Ainsi la vie publique, en laquelle s’épanouit la parole humaine pour définir le bien commun en fonction duquel on est d’accord pour vivre ensemble, et donc pour se donner des règles communes, serait la véritable finalité de l’existence humaine.

La vie privée apparaît alors n’être que relative à la vie publique : elle n’en est que le moyen nécessaire. Elle n’est pas une valeur en soi.
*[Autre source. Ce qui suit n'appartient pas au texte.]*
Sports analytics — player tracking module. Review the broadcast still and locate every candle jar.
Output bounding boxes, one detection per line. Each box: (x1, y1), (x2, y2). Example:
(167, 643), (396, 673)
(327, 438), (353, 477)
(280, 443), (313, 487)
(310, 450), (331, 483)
Après tout, nos besoins vitaux ne nous apparentent-ils pas à l’animal ?

Pour mettre en perspective cette conception si clairement hiérarchisée de la partition vie publique/vie privée léguée par l’Antiquité, il faut se poser la question de son universalité : la retrouve-t-on toujours et partout ?

Cette structuration binaire fondamentale de l’espace vécu est-elle universelle ?

La partition spatiale selon l’opposition privé/public, établie par les Grecs et adoptée par les Latins, apparaît liée à l’histoire de l’Occident.

Mais ce que l’on peut constater, toujours et partout, c’est le besoin des humains de matérialiser un espace de confiance dont ils marquent et contrôlent la limite qui le circonscrit, par opposition à l’espace ouvert aventureux et risqué. Cela se retrouve même dans le camp provisoire du nomade ou chez nos campeurs estivaux.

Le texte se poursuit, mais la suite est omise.